The Arla announcement was immediately condemned as "yet another body blow to dairy farmers" by Rob Harrison, NFU dairy board chairman.

The new price of 23.81ppl is due to Arla's own one eurocent (0.77p) per kilo cut combined with a 0.41p cut in the exchange rate due to the strength of sterling.

The co-operative has also announced it will reduce the amount it pays its direct suppliers who are not members of the co-operative by 1ppl to 22ppl from August 1.

Ash Amirahmadi, Arla's head of UK milk and member services, said: "Commodity markets are continuing their downward trend, despite only a minor reduction in prices in the latest GDT auction.

"While we have taken significant mitigating actions, the impact has been felt on our traded business and more recently on European markets which are also in decline.

"Unfortunately, these factors are affecting the entire dairy industry and despite our efforts it has not been possible to buck the trend. I can confirm that our customers in the UK are supporting us at this very difficult time for our members."

But Rob Harrison, NFU dairy board chairman, said: "This is yet another body blow to dairy farmers whose businesses have been in utter turmoil for the past 12 months, with 450 quitting dairy farming since this time last year in England and Wales.

"The recent series of cuts have highlighted the need for short-term solutions to address the problems happening now – farmers need urgent help from industry and Government."

He said Government should put long-term solutions on the back seat.

"We need them to insist on best practice in the supply chain, look at growing dairy consumption and supporting more investment in dairy processing in the UK – and this needs to happen now," he said.

"We also urgently need milk-buyers to be more transparent in pricing. We need all processors to improve transparency in pricing and must stop idly following one another to the bottom; this is a dire situation and we need to see the dairy industry pull through this period of volatility. "Government has a role here in insisting processors provide up-to-date market and production data so that the whole supply chain can better understand what’s happening and how to manage risk in the future."

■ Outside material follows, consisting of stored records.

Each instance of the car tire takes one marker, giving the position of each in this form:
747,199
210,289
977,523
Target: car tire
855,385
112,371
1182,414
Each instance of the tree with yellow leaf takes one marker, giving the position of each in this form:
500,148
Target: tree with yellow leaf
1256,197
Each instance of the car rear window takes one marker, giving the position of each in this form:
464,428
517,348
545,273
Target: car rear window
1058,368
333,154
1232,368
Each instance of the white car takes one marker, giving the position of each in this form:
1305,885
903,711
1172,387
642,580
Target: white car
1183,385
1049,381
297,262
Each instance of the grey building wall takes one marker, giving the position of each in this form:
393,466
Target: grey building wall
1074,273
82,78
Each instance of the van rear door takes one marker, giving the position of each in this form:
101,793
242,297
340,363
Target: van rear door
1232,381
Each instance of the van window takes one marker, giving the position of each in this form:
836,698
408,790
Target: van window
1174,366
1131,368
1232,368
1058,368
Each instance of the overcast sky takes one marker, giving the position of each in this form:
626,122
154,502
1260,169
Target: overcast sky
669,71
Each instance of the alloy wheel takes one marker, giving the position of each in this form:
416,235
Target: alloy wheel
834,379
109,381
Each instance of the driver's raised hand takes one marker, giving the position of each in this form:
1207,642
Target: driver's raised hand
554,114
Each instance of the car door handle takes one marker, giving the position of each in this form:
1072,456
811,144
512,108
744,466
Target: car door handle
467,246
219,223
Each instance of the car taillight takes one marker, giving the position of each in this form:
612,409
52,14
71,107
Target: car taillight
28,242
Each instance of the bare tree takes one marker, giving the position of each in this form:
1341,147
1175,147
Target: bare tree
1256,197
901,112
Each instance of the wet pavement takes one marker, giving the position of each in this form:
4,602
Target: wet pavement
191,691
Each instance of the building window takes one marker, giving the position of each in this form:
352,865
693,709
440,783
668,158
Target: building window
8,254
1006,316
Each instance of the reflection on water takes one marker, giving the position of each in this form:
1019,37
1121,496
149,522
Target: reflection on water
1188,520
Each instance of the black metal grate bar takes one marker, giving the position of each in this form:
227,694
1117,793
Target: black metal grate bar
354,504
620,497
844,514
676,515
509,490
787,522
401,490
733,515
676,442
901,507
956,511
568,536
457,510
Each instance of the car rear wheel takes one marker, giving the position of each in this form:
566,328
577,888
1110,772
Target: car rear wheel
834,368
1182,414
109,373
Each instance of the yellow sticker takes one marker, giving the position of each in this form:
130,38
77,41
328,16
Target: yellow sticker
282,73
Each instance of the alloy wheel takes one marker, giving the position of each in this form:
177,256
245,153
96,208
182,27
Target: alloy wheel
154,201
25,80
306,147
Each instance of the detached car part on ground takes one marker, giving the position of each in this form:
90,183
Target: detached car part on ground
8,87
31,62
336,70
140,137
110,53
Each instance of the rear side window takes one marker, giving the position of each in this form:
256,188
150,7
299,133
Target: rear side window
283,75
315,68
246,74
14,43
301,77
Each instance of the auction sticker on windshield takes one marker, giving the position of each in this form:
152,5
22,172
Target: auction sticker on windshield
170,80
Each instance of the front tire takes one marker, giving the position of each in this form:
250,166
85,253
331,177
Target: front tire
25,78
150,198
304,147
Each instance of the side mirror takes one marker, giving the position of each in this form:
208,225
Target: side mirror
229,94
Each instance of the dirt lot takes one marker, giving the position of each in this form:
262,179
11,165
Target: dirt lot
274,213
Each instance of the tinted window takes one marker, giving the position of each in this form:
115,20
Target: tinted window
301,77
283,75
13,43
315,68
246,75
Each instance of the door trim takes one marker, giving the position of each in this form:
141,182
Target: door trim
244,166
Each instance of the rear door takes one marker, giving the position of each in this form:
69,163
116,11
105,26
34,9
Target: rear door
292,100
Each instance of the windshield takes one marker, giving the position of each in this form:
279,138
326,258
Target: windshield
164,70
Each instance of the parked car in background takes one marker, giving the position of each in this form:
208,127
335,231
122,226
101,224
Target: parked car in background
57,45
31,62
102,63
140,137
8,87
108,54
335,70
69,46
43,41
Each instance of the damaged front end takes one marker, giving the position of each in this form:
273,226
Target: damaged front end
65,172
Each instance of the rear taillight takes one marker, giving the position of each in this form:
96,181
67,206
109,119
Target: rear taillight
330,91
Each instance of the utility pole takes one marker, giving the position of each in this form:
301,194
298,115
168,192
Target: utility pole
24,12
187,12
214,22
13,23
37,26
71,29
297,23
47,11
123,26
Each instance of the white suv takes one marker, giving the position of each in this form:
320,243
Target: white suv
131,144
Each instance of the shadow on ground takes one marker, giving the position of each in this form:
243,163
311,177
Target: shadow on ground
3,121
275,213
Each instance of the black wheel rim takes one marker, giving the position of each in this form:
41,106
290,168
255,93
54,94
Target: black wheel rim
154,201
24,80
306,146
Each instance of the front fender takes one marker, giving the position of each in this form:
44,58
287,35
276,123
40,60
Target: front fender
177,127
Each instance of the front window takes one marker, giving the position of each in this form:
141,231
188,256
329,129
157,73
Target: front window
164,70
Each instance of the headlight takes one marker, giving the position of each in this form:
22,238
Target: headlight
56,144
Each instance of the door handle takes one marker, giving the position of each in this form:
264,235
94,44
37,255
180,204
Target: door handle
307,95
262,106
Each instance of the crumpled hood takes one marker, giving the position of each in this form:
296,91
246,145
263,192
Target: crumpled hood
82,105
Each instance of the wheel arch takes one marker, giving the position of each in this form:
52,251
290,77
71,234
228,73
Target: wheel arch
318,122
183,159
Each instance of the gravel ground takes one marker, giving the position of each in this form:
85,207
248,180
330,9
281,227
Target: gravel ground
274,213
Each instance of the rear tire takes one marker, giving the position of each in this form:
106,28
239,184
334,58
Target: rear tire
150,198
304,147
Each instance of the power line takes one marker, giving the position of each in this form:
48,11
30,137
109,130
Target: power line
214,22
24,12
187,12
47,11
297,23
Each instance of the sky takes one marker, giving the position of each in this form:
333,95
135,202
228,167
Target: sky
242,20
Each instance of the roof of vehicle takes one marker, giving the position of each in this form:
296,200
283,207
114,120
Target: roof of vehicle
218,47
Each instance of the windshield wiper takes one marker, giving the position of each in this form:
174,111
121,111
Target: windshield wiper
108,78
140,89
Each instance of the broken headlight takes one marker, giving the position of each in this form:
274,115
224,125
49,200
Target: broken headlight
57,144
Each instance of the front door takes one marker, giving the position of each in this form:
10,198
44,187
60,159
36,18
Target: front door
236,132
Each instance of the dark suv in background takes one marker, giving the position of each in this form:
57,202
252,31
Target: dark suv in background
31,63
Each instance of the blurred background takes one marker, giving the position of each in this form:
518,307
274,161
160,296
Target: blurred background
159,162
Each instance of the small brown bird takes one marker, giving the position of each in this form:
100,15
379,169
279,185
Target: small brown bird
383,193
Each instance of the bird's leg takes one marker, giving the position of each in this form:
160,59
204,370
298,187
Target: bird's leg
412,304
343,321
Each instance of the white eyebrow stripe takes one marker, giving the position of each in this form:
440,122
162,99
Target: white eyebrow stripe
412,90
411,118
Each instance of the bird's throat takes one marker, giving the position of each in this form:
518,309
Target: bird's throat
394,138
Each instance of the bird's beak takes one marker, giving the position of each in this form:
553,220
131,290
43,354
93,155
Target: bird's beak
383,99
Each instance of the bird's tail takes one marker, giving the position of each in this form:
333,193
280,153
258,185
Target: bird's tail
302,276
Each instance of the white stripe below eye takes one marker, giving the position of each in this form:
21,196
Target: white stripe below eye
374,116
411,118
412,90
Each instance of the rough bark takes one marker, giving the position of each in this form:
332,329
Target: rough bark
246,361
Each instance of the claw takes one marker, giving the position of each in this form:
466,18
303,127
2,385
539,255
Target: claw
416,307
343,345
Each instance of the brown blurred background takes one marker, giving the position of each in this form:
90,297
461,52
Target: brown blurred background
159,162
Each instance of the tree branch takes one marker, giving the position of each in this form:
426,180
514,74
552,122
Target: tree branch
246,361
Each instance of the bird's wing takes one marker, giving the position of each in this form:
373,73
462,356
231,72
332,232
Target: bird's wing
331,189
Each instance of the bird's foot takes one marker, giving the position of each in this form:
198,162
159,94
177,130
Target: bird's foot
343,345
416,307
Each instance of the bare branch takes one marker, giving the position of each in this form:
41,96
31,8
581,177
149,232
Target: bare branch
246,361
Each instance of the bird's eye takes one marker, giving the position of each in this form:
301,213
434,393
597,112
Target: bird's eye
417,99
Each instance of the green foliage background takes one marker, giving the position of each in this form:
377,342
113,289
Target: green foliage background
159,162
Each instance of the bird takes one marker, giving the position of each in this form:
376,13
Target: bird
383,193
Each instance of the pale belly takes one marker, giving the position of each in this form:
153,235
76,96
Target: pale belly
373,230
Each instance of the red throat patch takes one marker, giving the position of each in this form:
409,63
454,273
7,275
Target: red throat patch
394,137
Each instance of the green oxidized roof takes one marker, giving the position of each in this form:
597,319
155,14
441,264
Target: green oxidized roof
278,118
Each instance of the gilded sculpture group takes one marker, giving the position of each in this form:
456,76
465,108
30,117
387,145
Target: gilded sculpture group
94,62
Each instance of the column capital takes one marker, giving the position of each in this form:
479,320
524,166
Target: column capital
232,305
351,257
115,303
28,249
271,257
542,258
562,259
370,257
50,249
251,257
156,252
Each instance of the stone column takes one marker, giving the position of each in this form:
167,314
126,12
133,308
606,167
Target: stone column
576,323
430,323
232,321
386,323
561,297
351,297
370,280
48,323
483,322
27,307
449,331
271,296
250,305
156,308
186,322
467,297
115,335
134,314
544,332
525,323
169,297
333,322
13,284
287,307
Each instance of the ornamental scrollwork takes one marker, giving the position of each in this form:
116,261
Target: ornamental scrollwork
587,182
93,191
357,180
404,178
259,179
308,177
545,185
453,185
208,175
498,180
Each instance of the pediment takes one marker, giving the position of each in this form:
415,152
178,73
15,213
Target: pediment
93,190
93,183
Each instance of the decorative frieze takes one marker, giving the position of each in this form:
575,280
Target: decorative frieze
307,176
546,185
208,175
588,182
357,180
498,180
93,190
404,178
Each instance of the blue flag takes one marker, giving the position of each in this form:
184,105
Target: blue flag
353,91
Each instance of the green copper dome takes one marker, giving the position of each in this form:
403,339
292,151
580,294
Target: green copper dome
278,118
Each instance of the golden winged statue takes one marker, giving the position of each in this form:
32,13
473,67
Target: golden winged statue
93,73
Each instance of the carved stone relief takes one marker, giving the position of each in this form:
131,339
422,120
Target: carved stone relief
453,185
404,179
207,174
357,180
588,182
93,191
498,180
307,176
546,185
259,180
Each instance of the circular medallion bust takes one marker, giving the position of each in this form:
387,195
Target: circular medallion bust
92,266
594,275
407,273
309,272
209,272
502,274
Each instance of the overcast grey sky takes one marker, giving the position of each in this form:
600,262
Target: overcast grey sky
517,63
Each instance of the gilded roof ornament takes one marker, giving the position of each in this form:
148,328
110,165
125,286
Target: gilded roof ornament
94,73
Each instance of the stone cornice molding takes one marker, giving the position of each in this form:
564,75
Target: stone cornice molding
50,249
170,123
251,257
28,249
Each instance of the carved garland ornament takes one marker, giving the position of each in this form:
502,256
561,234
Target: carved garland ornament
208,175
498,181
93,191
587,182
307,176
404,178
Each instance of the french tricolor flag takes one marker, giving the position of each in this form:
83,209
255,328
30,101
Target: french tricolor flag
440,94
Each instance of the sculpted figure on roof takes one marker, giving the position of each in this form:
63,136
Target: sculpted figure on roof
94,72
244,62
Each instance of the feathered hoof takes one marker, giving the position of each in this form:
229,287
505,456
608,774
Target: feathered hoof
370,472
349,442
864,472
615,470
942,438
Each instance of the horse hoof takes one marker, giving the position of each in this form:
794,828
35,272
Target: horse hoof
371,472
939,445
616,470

On Wednesday, Muller UK and Ireland confirmed its milk price would be cut to 23.15ppl from August 1 – its first change for five months.

Martin Armstrong, head of milk supply, said: "All around the world, the imbalance between supply of milk and demand for dairy products is weighing heavily on milk prices.

"We cannot buck this market but we will continue to invest to increase the range of added value dairy products which we supply."

Philip Rowney, chairman of the Muller Wiseman Milk Group which represents dairy farmers who supply the company, said: "Members have already had to accept significant reductions in their milk price and this news will not be welcomed.

"We will continue to work with Muller to maintain as much stability as possible during what is an extremely volatile and damaging period for the British dairy farming industry."

n First Milk introduced a 1ppl price cut for its suppliers on July 1 and Sir Jim Paice, chairman, announced he would stand down once a replacement is found.